In the unlikely event that Cam Smith forgets he’s going to the Olympics this year, his colleagues in Crested Butte are eager to remind him of his newly earned status on the international sporting stage.
Smith will be competing in ski mountaineering during the 2026 Winter Olympics in Italy in February after winning the World Cup event in December. Since then, he’s returned to work at the Crested Butte Adaptive Sports Center, where his colleagues are excited about the acclaim he’s brought to the office.
“Everyone's excited about it. But yeah, it's definitely coming in small bits of realization of what this all means,” Smith said.
Ski mountaineering, also known as skimo, is making its Olympic debut at the 2026 games. The sport demands athletes ski up a mountain on specialty skis that allow for climbing and then ski back down after making a quick change to the equipment.
“It's kind of like adding these F1 pit stops into a ski race where you're going up and down the mountain,” Smith said, likening a Formula 1 stop to the equipment transition component of ski mountaineering.
Smith, who grew up a proficient distance runner in Rockford, Illinois, came to ski mountaineering after moving to Gunnison to attend Western Colorado University.
“I liked skiing growing up. It just wasn't my biggest passion in life. We would drive a few hours to some cold, icy Midwest resort and have a little fun and go back, and I was like, yeah, that was okay,” he said.
But after moving to Gunnison to attend Western and having access to Crested Butte, Smith really took to the sport. “We'd go to class in the morning and then hop on the bus with all of our friends and go ski at Crested Butte all afternoon,” which made him realize, ”Wow, skiing's great.”
Initially, Smith said he just wanted to get good enough to finish events like The Grand Traverse, a ski race from Crested Butte to Aspen covering roughly 40 miles and climbing nearly 7,000 vertical feet. As he developed an aptitude for the sport, he rose in the competitive ranks. It just so happened that his rise in the sport coincided with international discussions to add it to the Olympic Games.
“In 2021, they announced that skimo would be in the Olympics for ‘26,” Smith said, who was 25 at the time. “I thought, okay, five years from now we'll have our chance.”
Smith secured that chance in December when he and his relay partner, Anna Gibson of Wyoming, took World Cup Gold at Solitude Mountain Resort. Smith will compete in the relay event as well as an individual sprint event.

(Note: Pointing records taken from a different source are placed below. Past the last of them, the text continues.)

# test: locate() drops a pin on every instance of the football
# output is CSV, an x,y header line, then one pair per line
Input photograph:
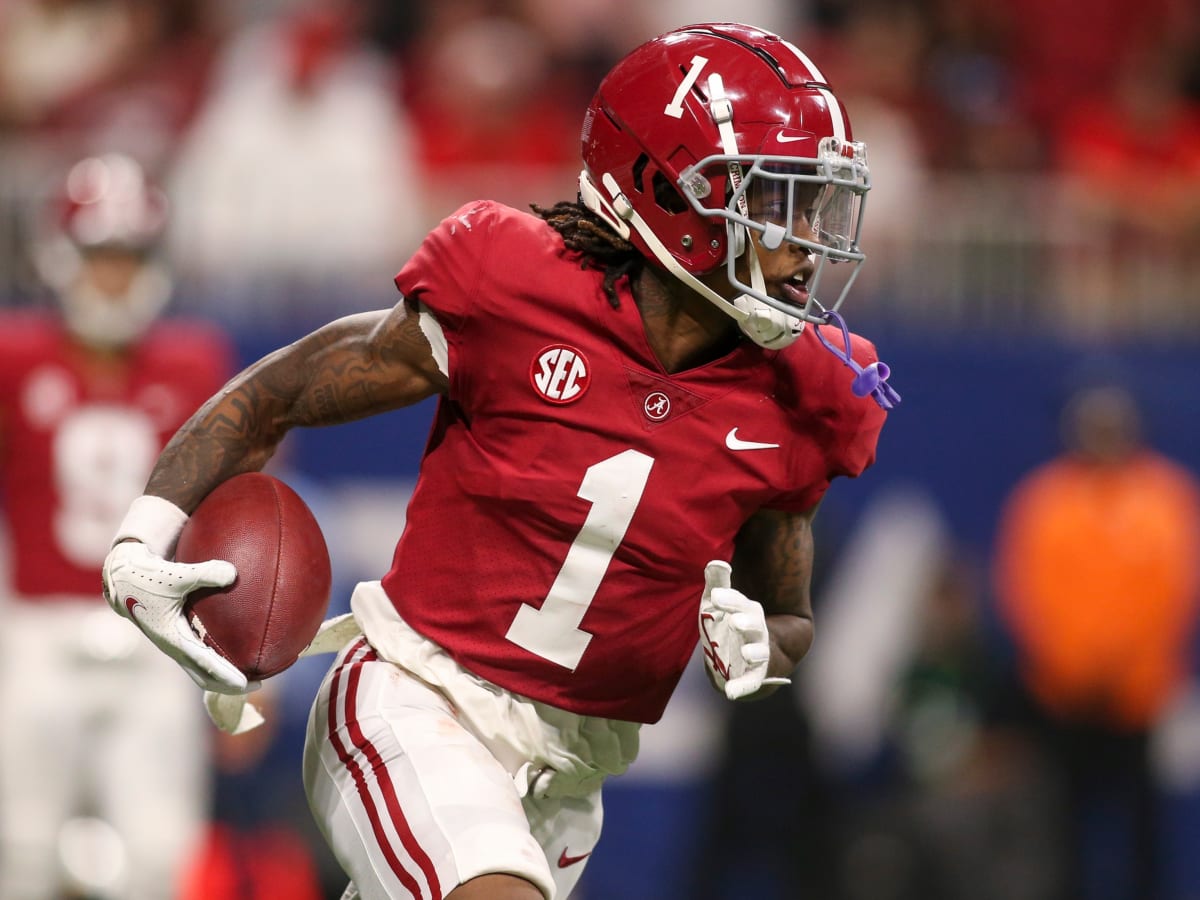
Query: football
x,y
273,610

The races are considerably shorter than the lengthy skimo races like The Grand Traverse. Instead of dozens of miles and thousands of feet, the race sends skiers up a few hundred feet of climbing and then back down a run. In between, racers must navigate the transitions from skiing uphill to running uphill and finally to skiing back down.
“There's going to be a lot of changes, a lot of back and forth, and it’s not necessarily like one athlete can dominate from the front,” Smith said.

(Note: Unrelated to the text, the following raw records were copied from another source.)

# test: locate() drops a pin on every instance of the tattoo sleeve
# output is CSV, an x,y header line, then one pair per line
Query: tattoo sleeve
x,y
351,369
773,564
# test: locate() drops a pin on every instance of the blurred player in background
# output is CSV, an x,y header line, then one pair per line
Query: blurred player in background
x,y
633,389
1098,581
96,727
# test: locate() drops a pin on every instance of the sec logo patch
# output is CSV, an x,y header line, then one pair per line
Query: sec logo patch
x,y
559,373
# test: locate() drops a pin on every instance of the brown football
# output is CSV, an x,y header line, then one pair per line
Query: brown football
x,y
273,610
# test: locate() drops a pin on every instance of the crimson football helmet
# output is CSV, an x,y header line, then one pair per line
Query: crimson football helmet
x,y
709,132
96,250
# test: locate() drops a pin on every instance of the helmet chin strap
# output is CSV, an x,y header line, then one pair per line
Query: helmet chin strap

The skimo events for the Olympics are scheduled for Feb. 19 and 21, with the individual sprint races taking place on the 19th and the longer, mixed relay set for the 21st. Smith said it’s been an adjustment going from Olympic hopeful to Olympian, but he’s already started the process of learning a little Italian and setting his sights on the next benchmark.
“We're definitely going there to hunt for a medal, and that's absolutely the goal,” Smith said.